The Break-Up is a bigger hit than expected, so let’s hear it for Universal’s Big Con marketing! The Vince Vaughn-Jennifer Aniston drama-with-laughs is projected to do about $37 million this weekend, having done about $13.7 million last night. It’ll be off about 50% to 60% next week once the word gets out that it’s not hah-hah funny, but that was the plan all along. X-Men 3 is off radically. Last night’s take was down 77% from the Friday before…a huge drop. The experts are projecting $34.9 million for the weekend, which will amount to roughly a 60% to 65% drop from last weekend’s haul. (People may have liked it okay but weren’t through the roof about it.) Over The Edge is looking at an $18 million dollar weekend, off about 32% from last weekend. The DaVinci Code is looking at roughly $15 million, down about 53% from last weekend. Mission: Impossible III will take in about $4.3 million, off 40%. Its expected to eek out $125 to 130 million total. It’s basically dead at this stage and a fairly big disappointment. Poseidon will take in about $3 million, off 45%…a disaster with an expected cume in the low 50s.
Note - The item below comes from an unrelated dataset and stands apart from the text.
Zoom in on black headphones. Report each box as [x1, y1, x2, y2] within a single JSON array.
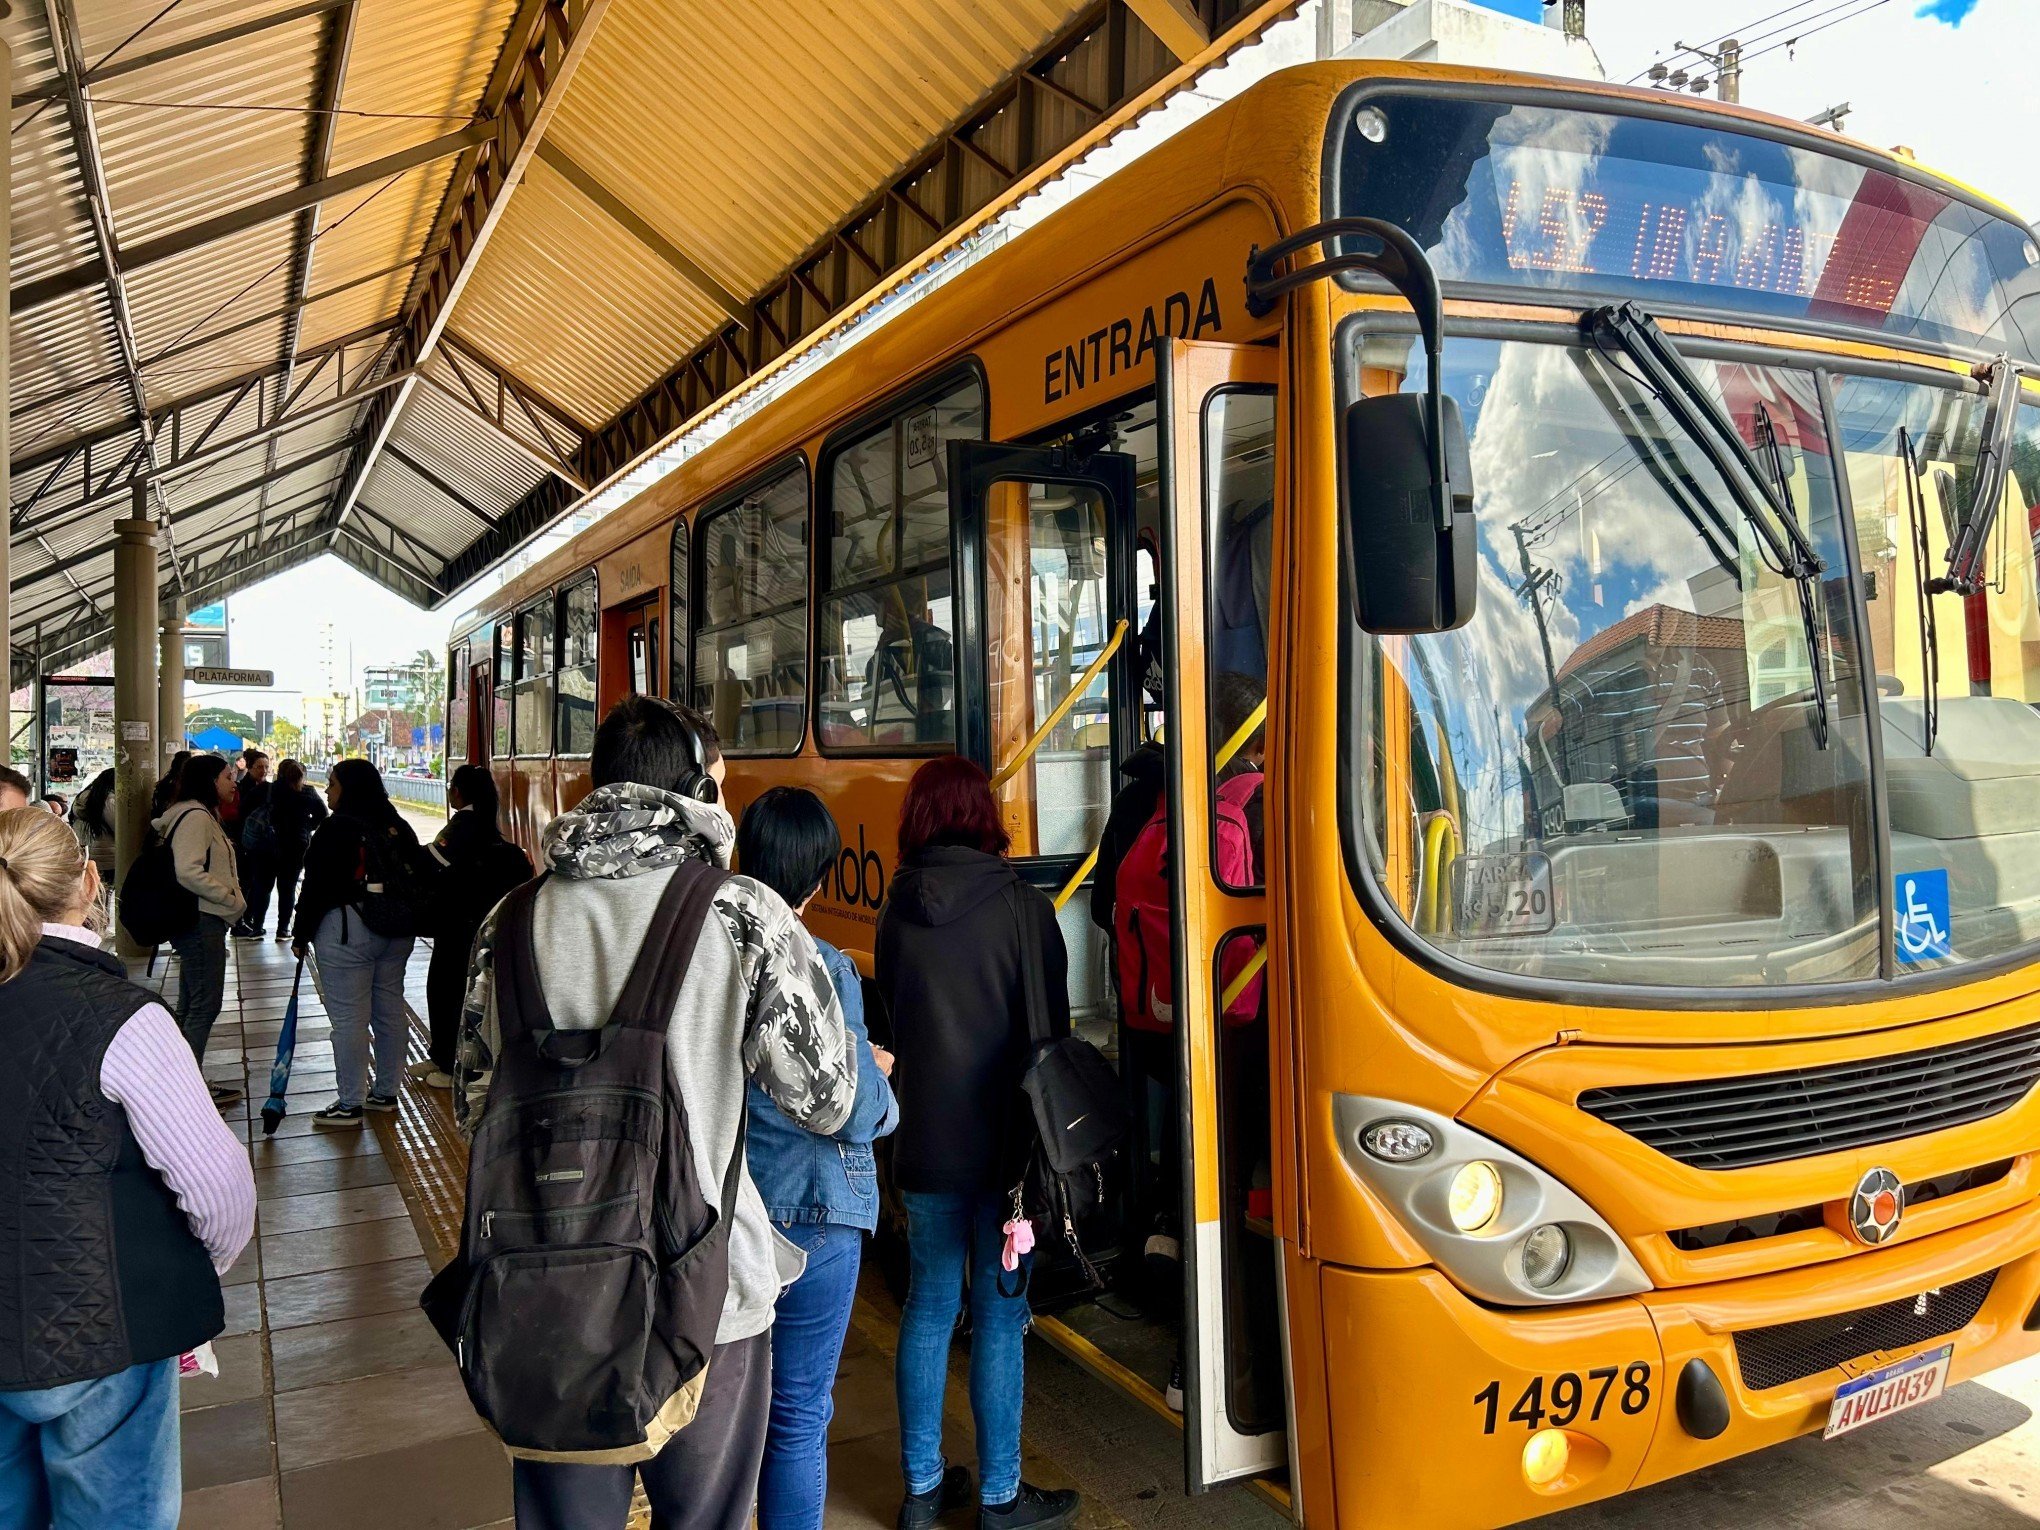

“Although Pauline Kael knew comparatively little about how movies got made, she was unbeatable at taking off from what she had seen. But beyond that, she would take off from what she had written, and there was a new theory every two weeks. A lot of her theories had to do with loves and hates. She thought Robert Altman was a genius. He can certainly make a movie, but if it hasn’t got a script, then he makes Pret-a-Porter . That’s one of the most salutary lessons of this book: what makes the movie isn’t just who directed it, or who’s in it, it’s how it relates to the real world. That principle really starts to matter when it comes to movies that profess to understand history, and thus to affect the future. Several quite good critics in various parts of the world knew there was something seriously wrong with Steven Spielberg’s Munich, but they didn’t know how to take it down. If they could have put the lessons of this book together, they would have found out how. Munich might have survived being directed by someone who knows about nothing except movies. But it was also written by people who don’t know half enough about politics.” — Clive James reviewing “AMERICAN MOVIE CRITICS: An Anthology From the Silents Until Now” — edited by Phillip Lopate (Library of America) in Sunday’s N.Y. Times.